Plus de 43.000 illégaux ont été arrêtés depuis janvier dans les Alpes-Maritimes. À la gare de Menton-Garavan, les policiers de la PAF appuyés par les CRS contrôlent systématiquement les trains en provenance d’Italie.
«Depuis quelques semaines, nous assistons quand même à une dégradation des conditions de contrôle des clandestins, avec des rébellions plus fréquentes et beaucoup de faux papiers saisis», reconnaît le major Michel Prudent, patron de la brigade des chemins de fer. Le rythme des contrôles n’a jamais été aussi soutenu. Déjà 43.000 migrants interpellés dans les Alpes-Maritimes depuis le 1er janvier (contre 37.000 pour toute l’année 2016). Un millier d’arrestations par semaine en moyenne! Et un passeur serré chaque jour. «Nous avons arrêté 300 passeurs depuis janvier. Il y a très peu de récidivistes. On n’en voit jamais le bout!», lâche le commandant Lætitia Baronchelli, chef de la brigade mobile de recherche qui traque sans relâche les réseaux. Le préfet Georges-François Leclerc prédit 50.000 arrestations au total à la fin 2017. Son département aura, à lui seul, stoppé la moitié des clandestins interpellés en France cette année. Car la PAF locale les renvoie à 97 % en Italie, sous couvert de «non-admission». Une procédure éclair qui revient à considérer que les illégaux arrêtés n’ont jamais foulé le sol français. Ce système expéditif s’applique exclusivement dans des points de passage autorisés (les PPA) fixés par arrêtés ministériels. Et ces points-là, disséminés aux endroits stratégiques, sont contrôlés 24 heures sur 24.
La gare de Garavan constitue le point le plus important. C’est la première gare française après la frontière. «70% des interpellations ont lieu ici», affirme le commissaire Lallemand.
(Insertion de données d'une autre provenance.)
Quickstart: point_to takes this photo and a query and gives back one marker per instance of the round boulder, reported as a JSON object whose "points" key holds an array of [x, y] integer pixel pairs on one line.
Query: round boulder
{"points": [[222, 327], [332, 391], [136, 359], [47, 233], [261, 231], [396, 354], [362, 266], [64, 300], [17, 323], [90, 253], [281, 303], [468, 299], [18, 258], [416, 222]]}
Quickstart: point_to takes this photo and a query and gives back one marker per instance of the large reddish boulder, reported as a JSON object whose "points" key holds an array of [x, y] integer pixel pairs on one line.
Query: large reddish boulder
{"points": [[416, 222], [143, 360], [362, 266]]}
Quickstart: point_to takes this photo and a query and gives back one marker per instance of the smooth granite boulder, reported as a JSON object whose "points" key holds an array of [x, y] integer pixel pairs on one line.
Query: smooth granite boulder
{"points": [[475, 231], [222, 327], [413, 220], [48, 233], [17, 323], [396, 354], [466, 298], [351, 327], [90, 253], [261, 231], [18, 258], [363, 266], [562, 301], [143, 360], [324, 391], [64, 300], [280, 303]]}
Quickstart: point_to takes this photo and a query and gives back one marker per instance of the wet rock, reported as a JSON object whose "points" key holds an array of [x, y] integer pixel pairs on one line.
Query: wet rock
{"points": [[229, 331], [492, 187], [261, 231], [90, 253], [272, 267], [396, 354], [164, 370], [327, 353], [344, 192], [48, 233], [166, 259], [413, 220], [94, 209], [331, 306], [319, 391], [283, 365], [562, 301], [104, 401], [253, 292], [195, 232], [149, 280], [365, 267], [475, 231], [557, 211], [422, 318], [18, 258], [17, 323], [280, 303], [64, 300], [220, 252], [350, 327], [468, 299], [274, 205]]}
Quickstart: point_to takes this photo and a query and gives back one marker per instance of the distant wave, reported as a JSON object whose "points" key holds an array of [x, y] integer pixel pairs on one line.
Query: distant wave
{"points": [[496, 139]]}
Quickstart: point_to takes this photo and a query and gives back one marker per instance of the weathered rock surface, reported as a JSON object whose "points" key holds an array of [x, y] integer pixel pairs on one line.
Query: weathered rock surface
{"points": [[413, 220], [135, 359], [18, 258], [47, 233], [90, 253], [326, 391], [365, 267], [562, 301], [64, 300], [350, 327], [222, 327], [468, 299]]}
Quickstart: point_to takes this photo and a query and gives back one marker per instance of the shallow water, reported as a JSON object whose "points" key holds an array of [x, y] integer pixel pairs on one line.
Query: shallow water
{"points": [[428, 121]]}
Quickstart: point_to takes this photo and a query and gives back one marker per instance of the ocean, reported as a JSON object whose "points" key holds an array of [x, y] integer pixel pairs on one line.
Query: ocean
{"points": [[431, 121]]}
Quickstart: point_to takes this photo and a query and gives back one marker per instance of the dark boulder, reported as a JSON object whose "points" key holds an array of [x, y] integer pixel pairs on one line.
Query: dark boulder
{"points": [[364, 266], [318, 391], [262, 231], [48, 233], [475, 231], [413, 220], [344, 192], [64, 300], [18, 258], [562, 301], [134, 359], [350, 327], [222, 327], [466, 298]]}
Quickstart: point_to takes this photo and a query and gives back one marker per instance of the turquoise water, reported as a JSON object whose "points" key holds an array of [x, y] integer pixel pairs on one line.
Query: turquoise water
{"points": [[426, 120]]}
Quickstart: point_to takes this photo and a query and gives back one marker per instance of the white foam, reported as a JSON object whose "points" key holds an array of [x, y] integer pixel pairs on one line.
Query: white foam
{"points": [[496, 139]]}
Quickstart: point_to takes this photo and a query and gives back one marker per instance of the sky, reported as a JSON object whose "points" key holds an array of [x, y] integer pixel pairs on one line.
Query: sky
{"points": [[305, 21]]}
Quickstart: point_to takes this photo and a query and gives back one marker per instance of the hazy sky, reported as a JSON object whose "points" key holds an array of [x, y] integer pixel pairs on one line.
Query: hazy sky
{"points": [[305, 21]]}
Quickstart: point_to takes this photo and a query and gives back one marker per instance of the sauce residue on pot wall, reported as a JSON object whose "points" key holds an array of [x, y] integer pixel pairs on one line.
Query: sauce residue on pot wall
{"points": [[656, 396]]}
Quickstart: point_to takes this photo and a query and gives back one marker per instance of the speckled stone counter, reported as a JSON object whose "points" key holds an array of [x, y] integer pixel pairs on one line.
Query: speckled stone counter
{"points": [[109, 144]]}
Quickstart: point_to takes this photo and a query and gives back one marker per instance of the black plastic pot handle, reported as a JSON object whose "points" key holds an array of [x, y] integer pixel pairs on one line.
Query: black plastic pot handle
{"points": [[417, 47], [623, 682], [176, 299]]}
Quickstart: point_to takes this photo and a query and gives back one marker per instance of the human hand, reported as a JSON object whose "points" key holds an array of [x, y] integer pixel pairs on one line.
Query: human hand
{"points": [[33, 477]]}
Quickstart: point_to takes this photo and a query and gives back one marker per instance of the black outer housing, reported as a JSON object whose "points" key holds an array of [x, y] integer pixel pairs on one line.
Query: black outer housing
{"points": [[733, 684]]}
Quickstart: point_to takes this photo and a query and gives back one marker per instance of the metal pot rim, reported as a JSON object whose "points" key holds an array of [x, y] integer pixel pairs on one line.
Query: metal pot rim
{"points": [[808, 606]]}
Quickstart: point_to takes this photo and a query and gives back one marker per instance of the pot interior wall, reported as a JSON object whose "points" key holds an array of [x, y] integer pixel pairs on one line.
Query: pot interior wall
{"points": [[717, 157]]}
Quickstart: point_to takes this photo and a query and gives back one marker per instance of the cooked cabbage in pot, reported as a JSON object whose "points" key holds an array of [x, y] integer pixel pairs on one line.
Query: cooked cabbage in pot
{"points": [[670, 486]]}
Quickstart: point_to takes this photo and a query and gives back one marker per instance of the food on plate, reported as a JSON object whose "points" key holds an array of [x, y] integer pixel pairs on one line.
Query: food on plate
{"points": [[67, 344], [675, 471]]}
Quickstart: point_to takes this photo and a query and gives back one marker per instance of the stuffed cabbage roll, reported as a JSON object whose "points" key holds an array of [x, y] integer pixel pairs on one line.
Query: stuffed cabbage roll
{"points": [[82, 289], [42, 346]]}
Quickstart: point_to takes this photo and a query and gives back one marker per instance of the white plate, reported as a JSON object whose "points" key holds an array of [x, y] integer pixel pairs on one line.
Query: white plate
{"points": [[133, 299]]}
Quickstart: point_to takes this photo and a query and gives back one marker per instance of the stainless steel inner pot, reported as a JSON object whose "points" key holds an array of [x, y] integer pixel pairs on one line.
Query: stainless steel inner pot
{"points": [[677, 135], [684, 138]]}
Les migrants arrivés d’Italie se cachent parfois dans les placards techniques des wagons. «Ils étaient sept, l’autre jour, entassés dans ce réduit plein de fils électriques sous tension», confie, effaré, un agent de la PAF. Le record est de 108 migrants dans un train. Tous ceux qui sont expulsables sont dirigés vers le poste de Saint-Louis à Menton, avant leur remise aux autorités italiennes quelques centaines de mètres plus haut. La frontière est matérialisée par un grand triangle blanc peint sur le rocher. Matin et soir, c’est une noria indescriptible de voitures, de fourgons de police d’où sortent des silhouettes comme des ombres. «Les locaux de Saint-Louis ont été conçus pour 7000 éloignements d’illégaux par an au maximum. Alors imaginez avec un flux sept fois plus important…», déclare le commandant Hervé Bluteau, chef de poste chevronné. En attendant mieux, il faut tenir.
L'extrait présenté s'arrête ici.